Ad agencies have experienced fluctuating fortunes in an uncertain global economic market, with those with high-profile technology clients particularly hard hit by the recent reduction in marketing spend.

WPP this month cut its annual revenue forecast after underwhelming results for the first half of 2023. The London-listed agency had previously predicted growth of between 3% and 5% for the year, but this has now been reduced to between 1.5% and 3%.

WPP, which has clients including Meta, Google and Microsoft, was impacted by a 4.9% year-on-year fall in revenues from the tech sector. This had a particular effect on integrated creative agencies, including VMLY&R and Wunderman Thompson, which reported a 2.3% decline in Q2.

WPP posted total revenue of £7.2bn for the six months to the end of June, up 3.5% on the same period a year earlier, but pre-tax profits more than halved from £419m to £204m.

Chief executive Mark Reed said: “Our performance in the first half has been resilient with Q2 growth accelerating in all regions except the USA, which was impacted in the second quarter by lower spending from technology clients and some delays in technology-related projects. This was felt primarily in our integrated creative agencies.

“China returned to growth in the second quarter albeit more slowly than expected. In the near term, we expect the pattern of activity in the first half to continue into the second half of the year.”

US-based Interpublic Group also cited reduced ad spend from the tech sector as it reported a 2.5% decline in total revenue to $2.67bn ($2.1bn) for Q2.

The agency is now predicting that full-year organic revenue will rise by between 1% and 2%, compared with a previous estimate of between 2% and 4%.

Chief executive Philippe Krakowsky said that tech “continued to weigh specifically on growth” and cited the impact of “modestly heightened macro uncertainty”. However, he stressed that IPG’s offerings, backed up by data and technology, would “provide strong tailwinds as we move into the back half of this year and even more so in 2024”.

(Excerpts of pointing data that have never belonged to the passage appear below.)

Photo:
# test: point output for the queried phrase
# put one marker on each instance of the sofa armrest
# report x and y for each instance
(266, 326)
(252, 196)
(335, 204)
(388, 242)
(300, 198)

Meanwhile, Omnicom failed to match analysts’ expectations for Q2 as it reported organic revenue growth of 3.4% for Q2 and 4.3% for H1. The agency generated turnover of £3.61bn and operating income of $551m in the three months to the end of June, up slightly on the same period in 2022.

Omnicom continues to target growth of between 3% and 5% this year but chairman and chief executive John Wren mentioned clients seeking “flexibility” amid ongoing “economic uncertainty”.

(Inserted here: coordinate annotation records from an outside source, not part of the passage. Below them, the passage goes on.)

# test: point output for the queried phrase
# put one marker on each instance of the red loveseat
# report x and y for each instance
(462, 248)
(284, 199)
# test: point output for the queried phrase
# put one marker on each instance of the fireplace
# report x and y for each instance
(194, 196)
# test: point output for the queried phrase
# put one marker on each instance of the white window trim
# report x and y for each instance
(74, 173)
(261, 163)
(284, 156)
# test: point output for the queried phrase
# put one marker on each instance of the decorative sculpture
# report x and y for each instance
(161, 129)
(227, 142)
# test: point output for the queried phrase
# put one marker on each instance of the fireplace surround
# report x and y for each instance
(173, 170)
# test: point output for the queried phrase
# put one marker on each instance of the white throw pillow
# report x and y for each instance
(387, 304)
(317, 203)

In June, M&C Saatchi warned that a challenging advertising environment had persisted into Q2 and that this would likely result in a “small decline” in revenues for 2023. However, it was still confident of delivering headline pre-tax profit growth and headline operating margin improvement.

Sorrell’s S4 Capital is another advertising group bemoaning the prevailing economic situation, which prompted it to issue a profit warning in July.

S4 Capital said net revenue for the Q2 was below expectations, particularly in May and June, citing difficult conditions for clients, particularly those in the tech sector, which account for half of its revenues.

The company is now targeting revenue growth of 2% to 4% this year, down from 6% to 10% previously, with profit margins also below what had been projected.

However, some agencies have been able to withstand the economic headwind, notably Publicis, which exceeded expectations with organic growth of 7.1% in Q2.

The France-based giant posted net revenue of €3.24bn (£2.77bn), up 5.4% from €3.07bn in the same period in 2022. The gains were particularly pronounced in Europe, with organic growth of 15.2%, including 17% in the UK.

Arthur Sadoun, chairman and CEO of Publicis, said the agency had been able “to outperform the market on organic growth thanks to our unique revenue mix and new business track record,” adding that since 2019 net revenue is up 45% on a reported basis and operating margin up 68%.

Publicis is expecting to deliver organic growth of 5% for 2023, up from the 3% to 5% it was forecasting in the last quarter.